Cata 164 de la Verema: La Verema juega en casa.
Con motivo del VI Encuentro Verema, la cata nº 164 tuvo lugar allí, en la sesión del viernes 26 de enero. Es de justicia, en primer lugar, felicitar a nuestros compañeros y amigos de Verema.com, sobre los que ha recaído la organización del evento. El Encuentro Verema se ha convertido con el transcurso de los años en un acontecimiento de primera importancia en el panorama vinícola español y, sin embargo, la organización ha sido perfecta de principio a fin. Gracias por habernos permitido disfrutar de esta cita en unas condiciones privilegiadas. Gracias, José Luís, Paco, Juan. Y gracias también al equipo técnico de Verema.com, Álvaro, Mari Carmen, Esther.
En otro orden de cosas, resulta difícil escribir una crónica de una cata que, por razones evidentes, tiene poco en común con el resto de nuestras reuniones habituales. Por ello obviaré los detalles para contaros más bien impresiones generales.
La primera parte de la cita se desarrolló bajo la batuta magistral de Isabel Mijares, acompañada por Pedro Aznar. Isabel comenzó con una presentación general de la evolución del vino en La Rioja y continuó apuntando la cata de los grandísimos vinos de Marqués de Riscal que nos ofrecieron a continuación.
Ciertamente el tema es apasionante. El cambio en la tendencia general en la elaboración es un hecho cierto que se puso de manifiesto en la cata de Riscal, en la que había vino clásico, moderno y ultramoderno. No voy a dar ahora mi opinión particular sobre el tema, que reservo para un artículo personal de opinión. Sin embargo, tras probar los grandes clásicos de antaño, no puedo dejar de expresar el sentimiento de que se trata de algo irrepetible, dado que estoy convencido de que los vinos que ahora se elaboran en Rioja no van a sobrevivir, no ya más de media centuria como es el caso del Marqués de Riscal de 1945, sino que dudo que sobrepasen las bodas de plata en condiciones.
De los cuatro vinos que probamos, me encantó el Marqués de Riscal, 1964. Un vino redondo, vivo a la vista, vivo en nariz, vivo en boca. Un portento de sutileza y complejidad, con cueros, especias, monte bajo, balsámicos, maderas finas, breas y tostados….Todo perfectamente ensamblado, todo elegancia, todo equilibrio, todo sutileza. Con una boca amplia pero sedosa, extraordinaria, larga pero fresca. Un tinto de “10” para mí, que empiezo a aborrecer los tintos modernos al uso. Hace poco tiempo que tuve la fortuna de poder probar otro clásico de la añada mítica de 1964, el Viña Tondonia. Resulta sorprendente que vinos de mi edad tengan tal frescura, elegancia, delicadeza, en resumen, tal vida.

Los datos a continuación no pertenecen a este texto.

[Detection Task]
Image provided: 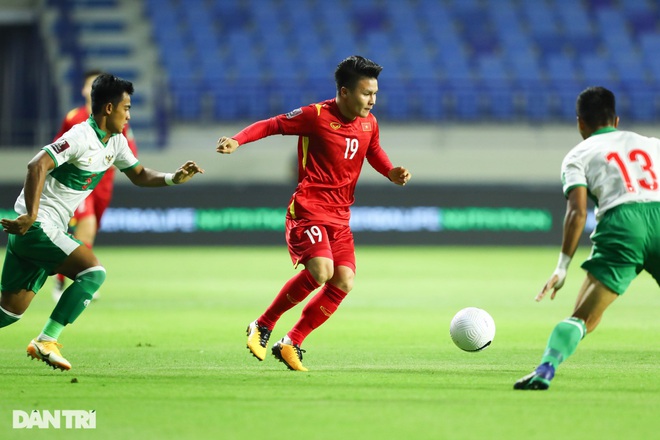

Creo que los riojas clásicos de los 60, en particular el 64, son la esencia de la elegancia.
La pareja de los clásicos se completaba con el ya mencionado Marqués de Riscal, 1945. Se trata de otro vino magnífico, sutil y complejo. Elegante y ensamblado, aunque con un registro más sutil que su compañero en boca y más discreto en nariz, con más notas animales.
Los modernos llegaron de la mano de los Barones de Chirel (1994 y 1995). Vinos de corte moderno, con potencias aromáticas casi exuberantes y bocas carnosas. Siendo grandes vinos, son de otro estilo: el moderno. Yo no tengo duda, en esta cata me quedo con los clásicos pero, ¿y como consumidor? ¿Y el consumidor medio? Pues que va a hacer: Comprar lo que puede, es decir, lo que encuentra en los comercios especializados a precios razonables. Modernos a la fuerza.
Terminamos con el ultra-exclusivo Frank Gehry 2001. Este es el vino de la esencia. La concentración aromática ahora trae notas lácticas y frutales (fresa, frambuesa y mora), vegetales y recuerdos tostados. Boca amplísima, paladar sumamente carnoso y persistencias infinitas.
La segunda parte de la sesión se desarrolló en la mini-feria y allí cada cual probó lo que más le apeteció. Yo, por mi parte, me centré en los blancos y espumosos, que es lo que en esos momentos más me apetecía, sobre todo acompañando a la cena cóctel de la que disfrutamos. Como suele ocurrir en estas situaciones, surgieron muchos comentarios, muchos corros y algunos descubrimientos de interés y, en resumidas cuentas, mucho de lo que hablar en torno a un acontecimiento excepcional que permanecerá en nuestra memoria durante mucho tiempo.